Opening up Military Innovation: An Evaluation of Reforms to the U.S. Air Force SBIR Program
SeriesResearch on Monday
Speaker(s)John van Reenen (London School of Economics, United Kingdom)
Date and time
March 22, 2021
12:00 - 13:00
When investing in research and development (R&D), institutions must decide whether to take a top-down approach – soliciting a particular technology – or a bottom-up approach in which innovators suggest ideas. This paper examines a reform to the U.S. Air Force Small Business Innovation Research (SBIR) program that transitioned from “Conventional topics,” which solicit highly specific technologies in a top-down approach, to “Open topics,” which invite firms to suggest any new technology that may be useful to the Air Force. We document that the U.S. defense industrial base has become less innovative and more concentrated in recent decades, and the Open program seeks to address these kind of challenges . We show that the Open program attracts new entrants (e.g. younger firms and those without previous defense SBIR awards). In a regression discontinuity design that offers the first causal evaluation of a defense R&D program, we show that winning an Open award increases future venture capital investment, non-SBIR defense contracting (an indicator of successful technology development), and patenting.
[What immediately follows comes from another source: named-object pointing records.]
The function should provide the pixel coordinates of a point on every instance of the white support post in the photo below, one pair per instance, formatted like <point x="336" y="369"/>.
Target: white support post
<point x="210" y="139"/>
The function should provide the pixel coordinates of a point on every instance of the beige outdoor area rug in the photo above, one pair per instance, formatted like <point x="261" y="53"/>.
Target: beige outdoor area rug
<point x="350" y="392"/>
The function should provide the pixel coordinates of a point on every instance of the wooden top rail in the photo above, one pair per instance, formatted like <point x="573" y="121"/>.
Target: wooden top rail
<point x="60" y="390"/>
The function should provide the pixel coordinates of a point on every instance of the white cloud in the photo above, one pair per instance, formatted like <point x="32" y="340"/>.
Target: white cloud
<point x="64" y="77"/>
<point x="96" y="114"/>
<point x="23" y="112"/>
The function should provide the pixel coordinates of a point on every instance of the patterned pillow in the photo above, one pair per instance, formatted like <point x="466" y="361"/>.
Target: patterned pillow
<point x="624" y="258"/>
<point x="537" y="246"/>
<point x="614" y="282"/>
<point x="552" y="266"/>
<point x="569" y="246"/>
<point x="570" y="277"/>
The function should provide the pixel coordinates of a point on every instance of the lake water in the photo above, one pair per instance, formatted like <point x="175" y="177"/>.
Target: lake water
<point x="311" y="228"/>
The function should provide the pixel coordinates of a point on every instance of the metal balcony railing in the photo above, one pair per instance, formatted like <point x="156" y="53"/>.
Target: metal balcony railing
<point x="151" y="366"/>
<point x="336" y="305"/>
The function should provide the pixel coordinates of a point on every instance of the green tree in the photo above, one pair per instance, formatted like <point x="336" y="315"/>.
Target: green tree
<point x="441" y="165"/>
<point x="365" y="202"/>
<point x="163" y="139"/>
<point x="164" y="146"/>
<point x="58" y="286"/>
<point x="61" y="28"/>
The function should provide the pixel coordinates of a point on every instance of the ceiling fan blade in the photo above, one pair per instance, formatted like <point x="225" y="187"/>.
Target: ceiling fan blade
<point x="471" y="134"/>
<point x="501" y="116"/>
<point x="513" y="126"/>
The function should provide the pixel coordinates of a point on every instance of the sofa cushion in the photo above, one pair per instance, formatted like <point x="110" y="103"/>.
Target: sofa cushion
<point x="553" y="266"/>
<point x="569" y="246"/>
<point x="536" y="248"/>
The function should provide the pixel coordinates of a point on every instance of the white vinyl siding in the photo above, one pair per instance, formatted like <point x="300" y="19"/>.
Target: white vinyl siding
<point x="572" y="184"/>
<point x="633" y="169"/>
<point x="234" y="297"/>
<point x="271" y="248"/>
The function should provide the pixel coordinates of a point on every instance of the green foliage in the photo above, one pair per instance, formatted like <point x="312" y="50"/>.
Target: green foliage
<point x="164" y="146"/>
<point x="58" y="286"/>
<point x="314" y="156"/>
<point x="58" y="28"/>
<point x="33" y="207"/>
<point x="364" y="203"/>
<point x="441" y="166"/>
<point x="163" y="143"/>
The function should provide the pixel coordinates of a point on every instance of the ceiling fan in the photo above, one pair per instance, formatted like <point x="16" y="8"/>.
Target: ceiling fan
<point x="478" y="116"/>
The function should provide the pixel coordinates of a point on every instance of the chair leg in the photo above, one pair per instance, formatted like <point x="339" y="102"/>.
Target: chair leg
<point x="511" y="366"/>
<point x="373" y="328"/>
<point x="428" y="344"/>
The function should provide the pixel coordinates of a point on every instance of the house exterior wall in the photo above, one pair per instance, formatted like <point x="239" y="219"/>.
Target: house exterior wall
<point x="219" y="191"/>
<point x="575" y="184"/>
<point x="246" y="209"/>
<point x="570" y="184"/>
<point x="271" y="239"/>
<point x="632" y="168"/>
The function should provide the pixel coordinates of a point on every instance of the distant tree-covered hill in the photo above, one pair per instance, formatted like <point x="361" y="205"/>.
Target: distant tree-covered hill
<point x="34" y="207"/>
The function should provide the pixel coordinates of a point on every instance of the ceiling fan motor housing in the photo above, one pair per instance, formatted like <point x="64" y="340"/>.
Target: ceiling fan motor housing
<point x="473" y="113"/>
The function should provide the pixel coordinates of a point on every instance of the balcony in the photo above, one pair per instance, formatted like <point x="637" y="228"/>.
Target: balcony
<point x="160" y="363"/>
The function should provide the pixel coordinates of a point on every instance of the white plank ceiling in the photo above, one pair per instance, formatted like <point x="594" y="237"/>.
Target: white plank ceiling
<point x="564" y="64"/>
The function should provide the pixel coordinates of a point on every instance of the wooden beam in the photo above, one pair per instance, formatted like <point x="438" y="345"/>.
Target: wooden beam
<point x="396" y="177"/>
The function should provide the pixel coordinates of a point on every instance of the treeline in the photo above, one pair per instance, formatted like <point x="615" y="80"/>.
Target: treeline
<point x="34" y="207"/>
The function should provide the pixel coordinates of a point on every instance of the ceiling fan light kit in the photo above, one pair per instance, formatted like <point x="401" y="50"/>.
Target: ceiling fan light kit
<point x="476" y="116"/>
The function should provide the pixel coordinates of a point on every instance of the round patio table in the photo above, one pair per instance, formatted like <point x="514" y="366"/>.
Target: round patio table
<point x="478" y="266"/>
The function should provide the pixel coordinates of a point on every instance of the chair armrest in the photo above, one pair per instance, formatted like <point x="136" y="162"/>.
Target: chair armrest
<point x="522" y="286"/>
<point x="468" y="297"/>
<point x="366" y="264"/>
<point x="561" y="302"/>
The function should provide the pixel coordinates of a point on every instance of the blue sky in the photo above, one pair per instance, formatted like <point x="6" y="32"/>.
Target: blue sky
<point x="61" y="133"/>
Conventional awards have no effects on these outcomes but do increase the chances of future defense SBIR contracts, fostering incumbency. We find that Open's success is partly due to attracting firms with larger treatment effects (e.g. new entrants) and partly to the bottom up nature of the program itself (exploiting machine-learning text analysis of SBIR application). Our results suggest that government (and perhaps private sector) innovation could benefit from more bottom-up, decentralized approaches that reduce barriers to entry, minimize lock-in advantages for incumbents, and attract a wider range of new entrants.